Diesen Zwingernamen habe ich 2003 bei der FCI international schützen lassen. Es gibt diesen Zuchtnamen deshalb nur
1 x unter deutschen und internationalen Züchtern. In Erinnerung an meine süße PON Hündin Lilli werde ich diesen Zuchtnamen weiter führen. 


Von 2004 - 2008 züchtete ich mit Lilli im Allgemeinen Klub für polnische Hunderassen drei PON Würfe. Der APH gehört zum VDH (Verband für das Deutsche Hundewesen). 

 

Durch Luzie, meine erste Havaneser Hündin, trat ich 2014 in den Verband Deutscher Kleinhundezüchter VK e.V. ein.
Der VK gehört ebenfalls dem VDH und der FCI an. 

Aufzucht der Havaneser Welpen:
Meine Welpen kommen bei mir im Schlafzimmer zur Welt. Das ist der Ort an dem sich die Mutterhündin am besten entspannen kann und sich absolut sicher fühlt. Wo im Zimmer sie ihren ersten Welpen werfen will entscheidet die Hündin selbst. Meistens auf ihrem gewohnten Schlafplatz neben dem die Wurfkiste steht. Nachdem Welpe Nummer eins auf der Welt ist werden Mutter und Baby in die Wurfkiste verlegt wo dann die Geschwister zur Welt kommen. Nach den ersten 7 Tagen im Schlafzimmer ziehen die Welpen ins Wohnzimmer um. Damit habe ich die besten Erfahrungen gemacht. Die noch blinden und tauben Welpen erleben die ersten Umweltzreize was ihrer Entwicklung sehr gut tut. Trotzdem haben sie auch im Wohnzimmer absolute Ruhe bis sie mit ca. 2 Wochen die Augen und Ohren öffnen. 
Nach ca. 3 Wochen wird meine Mutterhündin beim Säugen unterstützt indem die Welpen zu gefüttert werden. Das ist auch nötig, denn ab etwa der 4. Lebenswoche
sättigt die Muttermilch alleine nicht mehr ausreichend.  
Die seit ein paar Jahren in Mode gekommene Ziegenmilch lehne ich als Aufzuchtmilch für Hundewlepen ab. Zumal sie meinen Havaneser Welpen auch überhaupt nicht geschmeckt hat. Und ich denke die Kleinen wissen warum sie die Milch einer anderen Tierart nicht trinken mögen. 
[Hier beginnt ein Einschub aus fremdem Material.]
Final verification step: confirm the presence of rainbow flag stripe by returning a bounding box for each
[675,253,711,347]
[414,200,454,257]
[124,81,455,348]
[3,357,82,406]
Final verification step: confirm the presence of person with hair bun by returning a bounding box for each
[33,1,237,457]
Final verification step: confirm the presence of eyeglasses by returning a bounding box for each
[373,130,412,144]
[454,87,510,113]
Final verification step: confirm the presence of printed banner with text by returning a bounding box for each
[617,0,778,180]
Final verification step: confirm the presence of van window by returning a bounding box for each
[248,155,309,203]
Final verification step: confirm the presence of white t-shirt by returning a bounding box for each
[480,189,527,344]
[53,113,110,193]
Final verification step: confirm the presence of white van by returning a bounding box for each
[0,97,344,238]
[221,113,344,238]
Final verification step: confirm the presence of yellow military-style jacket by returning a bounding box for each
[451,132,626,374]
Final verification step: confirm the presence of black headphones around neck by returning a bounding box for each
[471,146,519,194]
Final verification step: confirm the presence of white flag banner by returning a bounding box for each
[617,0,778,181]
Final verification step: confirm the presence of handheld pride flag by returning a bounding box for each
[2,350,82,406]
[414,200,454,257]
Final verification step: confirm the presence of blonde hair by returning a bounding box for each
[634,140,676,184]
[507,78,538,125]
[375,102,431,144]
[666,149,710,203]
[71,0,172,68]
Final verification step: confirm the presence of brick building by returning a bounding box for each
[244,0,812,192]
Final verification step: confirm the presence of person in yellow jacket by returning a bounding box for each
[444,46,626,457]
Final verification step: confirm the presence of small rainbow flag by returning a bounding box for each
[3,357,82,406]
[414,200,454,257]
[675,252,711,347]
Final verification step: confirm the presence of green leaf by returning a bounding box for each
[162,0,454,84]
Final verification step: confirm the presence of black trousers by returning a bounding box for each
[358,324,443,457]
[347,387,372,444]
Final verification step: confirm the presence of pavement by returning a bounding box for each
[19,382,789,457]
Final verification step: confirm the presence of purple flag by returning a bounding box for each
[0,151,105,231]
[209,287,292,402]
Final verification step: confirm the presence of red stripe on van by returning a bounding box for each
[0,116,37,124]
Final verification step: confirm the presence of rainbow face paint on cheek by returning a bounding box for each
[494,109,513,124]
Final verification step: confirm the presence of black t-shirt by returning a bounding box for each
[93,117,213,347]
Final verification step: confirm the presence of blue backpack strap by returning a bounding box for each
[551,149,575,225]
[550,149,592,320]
Die Lillipon Welpen erhalten als erste Zufütterung einen so genannten "Starterbrei" und Welpenaufzuchtmilch. Sie lernen mit etwa 6 Wochen rohes Fleisch als Nahrung kennen und alles was ihnen sonst noch schmeckt und für Welpen bekömmlich ist. 
Später, so etwa mit 8 Wochen, werden die Hundewelpen dann überwiegend mit einem Premium Welpentrockenfutter und Nassfutter gefüttert. 
Havaneser Welpen sind nicht so schnell in ihrer körperlichen Entwicklung wie z.B. die größeren PON Welpen. Deshalb dürfen die Havi Babys bei mir auch erst ab der 5. Lebenswoche Besuch bekommen.  
Die Lillipon Welpen werden in der 9. Lebenswoche vom Tierarzt geimpft und gechipt. Danach bleiben die Zwerge noch mindestens 10 Tage bei ihrer Mutti. Damit die Impfung von jedem Welpen in Ruhe verarbeitet werden kann.
Die Abgabe der Lillipon Welpen erfolgt ab der 11. Lebenswoche, je nach Entwicklung des einzelnen Welpen. 
Bevor die Welpen aber ausziehen dürfen begutachtet der Zuchtwart meines Zuchtvereins den Wurf. Die fest gehaltenen Welpendaten gehen dann an den Zuchtverein um die Ahnentafeln aus zu stellen Die Ahnentafel, der Ausweis der Welpen, wird den neuen Welpenbesitzern ein paar Wochen später zu geschickt.

Beim Auszug bekommen meine Hundebabies ein kleines Startpaket mit. Neben dem Impfpass und meinen gesammelten Welpeninfos "Tipps für den Anfang",  gehört ein kleines Hundegeschirr, eine kleine Leine, ein Spielzeug und ein Schnuffeltuch zur Grundausrüstung. Das gewohnte Futter für die ersten Tage und sonstige Kleinigkeiten liegen dem Welpenpaket ebenfalls bei. Ein USB-Stick mit den Fotos der Aufzucht des Welpen rundet das Startpaket ab. 


Es ist für mich selbstverständlich, dass ich als Züchter die neuen Welpen-Eltern mit Rat und manchmal auch Tat weiter begleite und unterstütze. Und ich freue mich über jedes Foto das mir die neuen Familien meiner ausgezogenen Welpen schicken. Dabei sind schon sehr schöne und langjährige Freundschaften zu den neuen Hundefamilien entstanden. 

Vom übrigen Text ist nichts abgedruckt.